Cashless payment
Cashless payment Image Credit: Gulf News

Stockholm - The collapse of cash in Britain has been dramatic.

There were 11.5 billion fewer cash transactions in 2018 than in 2008 - a decline of 51 per cent. But Britain, while on the podium, is not the world champion in cashless.

That title goes to Sweden, where demand for notes and coins is so limp that cash is literally disappearing: the amount in circulation has fallen from 80 billion kronor (Dh30 billion) to 58 billion kronor in the last four years, a reduction of 27.5 per cent. The same period has seen ATM withdrawals fall by more than half.

In Japan, among the most dedicated cash-loving rich countries in the world, 79 per cent of people use cash every day. In Sweden only 60 per cent can remember using it - at all - in the last month.

It has become a self-fulfilling prophecy. As everything from Ikea stores to public transport to the Abba museum have gone cashless, so Swedes have ditched notes and coins.
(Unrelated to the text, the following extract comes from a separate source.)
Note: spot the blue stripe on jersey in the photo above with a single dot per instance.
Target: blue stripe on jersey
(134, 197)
Polls show that only a quarter of people miss cash, while almost half actively welcome its parting.

But even here there is a recognition that there is a price to pay. A price which can be seen most starkly in a public information leaflet distributed last year to all Swedish homes called “Om krisen eller kriget kommer”: “If crisis or war comes”.

The leaflet outlines the country’s project of “Total defence” against invaders and terrorists. The tone is from the Cold War, but the threats are from the digital age. “What would you do if your life was turned upside down?” it asks Sweden’s 10 million people. “[If] payment cards and cash machines do not work?” “[If] Mobile networks and the internet do not work?

“Even today, attacks are taking place against our IT systems,” it notes, listing a kit of emergency supplies all Swedes should keep. Alongside a wind-up radio, they are told to salt away “cash in small denominations”.

Short of the apocalypse, however, Swedes will be using Swish - an app which allows instant cash transfers using just a mobile phone number. Or another home-grown payments technology, iZettle.

And a few thousand have even gone so far as to implant RFID chips under their skin, so that they can pay with nothing more than a swipe of the palm.